Cardiovascular Effects Of Chronic Nitric Oxide Synthase Inhibition In Genetically Hypertensive Rats

SUMMARY 1. The possible role of an endothelial defect in the hypertension of the New Zealand genetically hypertensive (GH) rat strain was assessed by examining cardiovascular responses to the nitric oxide synthase (NOS) inhibitor N ω ‐nitro‐ L ‐arginine methyl ester ( L ‐NAME) and the endothelium‐dependent depressor agent acetylcholine (ACh). The vascular sensitivity of the hindquarter to nitric oxide (NO) was examined using the NO donor sodium nitroprusside (SNP). 2. N G ‐Nitro‐ L ‐arginine methyl ester (10 mg/kg per day in drinking water) was given to GH and normotensive (N) rats from age 7–9 weeks, with GH and N untreated control groups. Systolic blood pressure (tail‐cuff) was monitored weekly from age 5–9 weeks. At age 9 weeks, pressure responses to various vasoactive agents were measured in vivo and in the rat isolated hindquarter.

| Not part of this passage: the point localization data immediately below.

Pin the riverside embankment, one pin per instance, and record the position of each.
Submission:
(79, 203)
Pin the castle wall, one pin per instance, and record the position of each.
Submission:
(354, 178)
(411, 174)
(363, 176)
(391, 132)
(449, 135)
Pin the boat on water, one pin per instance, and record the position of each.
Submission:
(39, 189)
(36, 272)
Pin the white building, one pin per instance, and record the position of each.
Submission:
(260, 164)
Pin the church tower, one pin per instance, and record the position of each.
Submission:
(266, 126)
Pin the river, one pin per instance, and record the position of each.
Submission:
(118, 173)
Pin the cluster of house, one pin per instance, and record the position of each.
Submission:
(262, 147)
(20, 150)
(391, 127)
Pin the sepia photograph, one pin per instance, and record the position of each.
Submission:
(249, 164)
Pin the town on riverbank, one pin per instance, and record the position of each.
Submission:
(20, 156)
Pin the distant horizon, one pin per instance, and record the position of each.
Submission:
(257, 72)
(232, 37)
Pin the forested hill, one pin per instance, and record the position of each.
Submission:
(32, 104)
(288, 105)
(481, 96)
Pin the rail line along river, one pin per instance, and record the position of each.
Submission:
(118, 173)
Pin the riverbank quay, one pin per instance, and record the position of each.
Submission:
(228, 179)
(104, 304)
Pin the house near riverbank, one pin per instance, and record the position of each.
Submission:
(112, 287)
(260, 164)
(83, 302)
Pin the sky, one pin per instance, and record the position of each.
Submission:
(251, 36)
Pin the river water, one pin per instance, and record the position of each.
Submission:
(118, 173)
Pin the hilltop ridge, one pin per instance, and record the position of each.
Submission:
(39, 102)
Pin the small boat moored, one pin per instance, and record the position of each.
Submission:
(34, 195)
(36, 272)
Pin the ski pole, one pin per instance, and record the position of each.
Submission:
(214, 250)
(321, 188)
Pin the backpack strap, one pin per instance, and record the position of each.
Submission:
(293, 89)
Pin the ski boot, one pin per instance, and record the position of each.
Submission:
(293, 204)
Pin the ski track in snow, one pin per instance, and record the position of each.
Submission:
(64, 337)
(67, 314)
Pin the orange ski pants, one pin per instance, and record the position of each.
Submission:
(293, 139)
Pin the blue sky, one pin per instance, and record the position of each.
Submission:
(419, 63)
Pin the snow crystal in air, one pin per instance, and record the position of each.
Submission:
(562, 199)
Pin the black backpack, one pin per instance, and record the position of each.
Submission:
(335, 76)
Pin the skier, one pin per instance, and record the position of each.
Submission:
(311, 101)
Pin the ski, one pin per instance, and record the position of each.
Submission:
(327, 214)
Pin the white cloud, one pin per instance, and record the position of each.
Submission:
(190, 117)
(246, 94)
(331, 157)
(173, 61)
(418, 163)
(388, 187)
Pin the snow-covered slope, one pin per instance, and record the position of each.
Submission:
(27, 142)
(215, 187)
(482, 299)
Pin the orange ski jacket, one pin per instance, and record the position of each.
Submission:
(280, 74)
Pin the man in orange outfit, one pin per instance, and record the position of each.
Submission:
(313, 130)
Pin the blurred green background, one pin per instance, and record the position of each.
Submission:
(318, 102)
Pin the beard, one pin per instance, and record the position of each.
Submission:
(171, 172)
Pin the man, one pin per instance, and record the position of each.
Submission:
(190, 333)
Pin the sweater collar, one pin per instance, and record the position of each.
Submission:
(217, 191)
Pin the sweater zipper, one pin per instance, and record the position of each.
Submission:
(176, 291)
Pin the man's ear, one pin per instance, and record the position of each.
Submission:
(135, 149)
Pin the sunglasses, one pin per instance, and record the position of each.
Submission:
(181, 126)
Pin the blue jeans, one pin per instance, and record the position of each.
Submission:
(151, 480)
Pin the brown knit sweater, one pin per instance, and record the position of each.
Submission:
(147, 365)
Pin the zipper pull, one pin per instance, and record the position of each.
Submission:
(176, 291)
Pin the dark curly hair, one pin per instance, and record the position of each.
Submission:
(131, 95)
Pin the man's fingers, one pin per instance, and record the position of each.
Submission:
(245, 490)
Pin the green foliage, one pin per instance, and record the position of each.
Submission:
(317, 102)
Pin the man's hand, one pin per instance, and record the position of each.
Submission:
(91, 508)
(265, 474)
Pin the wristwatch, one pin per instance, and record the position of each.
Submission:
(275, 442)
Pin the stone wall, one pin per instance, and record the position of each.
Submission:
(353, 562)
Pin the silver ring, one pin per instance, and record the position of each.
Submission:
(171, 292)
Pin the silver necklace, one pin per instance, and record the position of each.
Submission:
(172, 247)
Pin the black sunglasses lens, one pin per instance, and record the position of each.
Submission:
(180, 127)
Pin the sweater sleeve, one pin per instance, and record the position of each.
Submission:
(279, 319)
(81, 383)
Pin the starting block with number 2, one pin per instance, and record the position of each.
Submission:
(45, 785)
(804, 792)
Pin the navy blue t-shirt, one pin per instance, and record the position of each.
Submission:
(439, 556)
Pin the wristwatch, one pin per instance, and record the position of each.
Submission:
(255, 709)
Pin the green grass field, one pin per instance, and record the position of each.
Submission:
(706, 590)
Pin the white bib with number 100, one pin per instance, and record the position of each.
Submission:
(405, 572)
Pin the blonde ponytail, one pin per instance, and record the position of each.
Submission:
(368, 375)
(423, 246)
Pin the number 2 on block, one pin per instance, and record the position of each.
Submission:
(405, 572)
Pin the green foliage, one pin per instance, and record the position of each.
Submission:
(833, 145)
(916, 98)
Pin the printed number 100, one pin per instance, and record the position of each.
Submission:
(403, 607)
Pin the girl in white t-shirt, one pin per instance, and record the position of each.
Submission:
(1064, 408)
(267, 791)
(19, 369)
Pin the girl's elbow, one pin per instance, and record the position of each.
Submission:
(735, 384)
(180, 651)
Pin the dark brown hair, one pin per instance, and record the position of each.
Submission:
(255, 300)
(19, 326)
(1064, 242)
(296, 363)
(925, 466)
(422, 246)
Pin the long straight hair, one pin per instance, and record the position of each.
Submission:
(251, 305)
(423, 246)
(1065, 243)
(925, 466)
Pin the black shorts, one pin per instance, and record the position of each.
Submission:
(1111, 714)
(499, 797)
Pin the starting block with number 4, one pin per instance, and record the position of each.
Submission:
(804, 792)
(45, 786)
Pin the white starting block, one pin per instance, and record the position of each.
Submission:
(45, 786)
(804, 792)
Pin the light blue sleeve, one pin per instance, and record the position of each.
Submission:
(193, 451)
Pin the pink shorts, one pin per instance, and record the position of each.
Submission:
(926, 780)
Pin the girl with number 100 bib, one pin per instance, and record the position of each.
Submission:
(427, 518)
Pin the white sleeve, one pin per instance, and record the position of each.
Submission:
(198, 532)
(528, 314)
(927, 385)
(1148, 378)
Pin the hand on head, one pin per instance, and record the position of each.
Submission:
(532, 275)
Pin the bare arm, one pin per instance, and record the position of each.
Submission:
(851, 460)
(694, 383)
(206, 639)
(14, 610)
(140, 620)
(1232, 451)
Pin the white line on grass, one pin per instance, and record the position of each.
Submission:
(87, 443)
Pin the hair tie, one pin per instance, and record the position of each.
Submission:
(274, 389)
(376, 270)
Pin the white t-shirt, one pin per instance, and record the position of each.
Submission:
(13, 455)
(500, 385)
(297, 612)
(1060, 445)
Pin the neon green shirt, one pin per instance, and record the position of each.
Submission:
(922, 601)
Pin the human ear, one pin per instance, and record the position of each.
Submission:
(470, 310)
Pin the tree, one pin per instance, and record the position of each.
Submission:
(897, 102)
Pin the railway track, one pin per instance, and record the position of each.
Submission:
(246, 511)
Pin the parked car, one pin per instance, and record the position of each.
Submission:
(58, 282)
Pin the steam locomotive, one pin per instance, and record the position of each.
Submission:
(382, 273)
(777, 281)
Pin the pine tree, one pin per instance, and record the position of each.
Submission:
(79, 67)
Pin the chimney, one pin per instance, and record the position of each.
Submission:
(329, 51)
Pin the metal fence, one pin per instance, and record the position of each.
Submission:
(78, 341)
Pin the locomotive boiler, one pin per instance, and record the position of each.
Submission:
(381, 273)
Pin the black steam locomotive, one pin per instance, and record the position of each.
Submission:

Left ventricular (LV) mass was measured at the time of death. 3. N G ‐Nitro‐ L ‐arginine methyl ester induced a greater hypertensive effect in GH ( P < 0.001) compared with N ( P < 0.05) rats and caused a significant increase in hindquarter perfusion pressure in GH rats only ( P < 0.01). 4. Genetically hypertensive rats had LV hypertrophy that was exacerbated by L ‐NAME ( P < 0.01). Left ventricular hypertrophy was not induced by L ‐NAME in N rats. 5. The normalized response to ACh did not differ between GH and N control rats and was unaffected by L ‐NAME treatment in vivo and in vitro except at the highest ACh dose (3 μg/kg) in GH hindquarters ( P < 0.01). The response to SNP was similar in GH and N hindquarters and enhanced by L ‐NAME in GH (0.1 μg; P < 0.05) and N rats (0.01 μg, P < 0.01; 0.1 μg, P < 0.001). 6. These results suggest that the L ‐arginine/NO system is not deficient in GH rats and that endothelial function in the GH hindquarter is preserved. They confirm that NO is involved in mediating blood pressure in GH and N rats and raise the possibility that a non‐NO‐mediated mechanism may underlie ACh‐induced vasodilation in GH and N.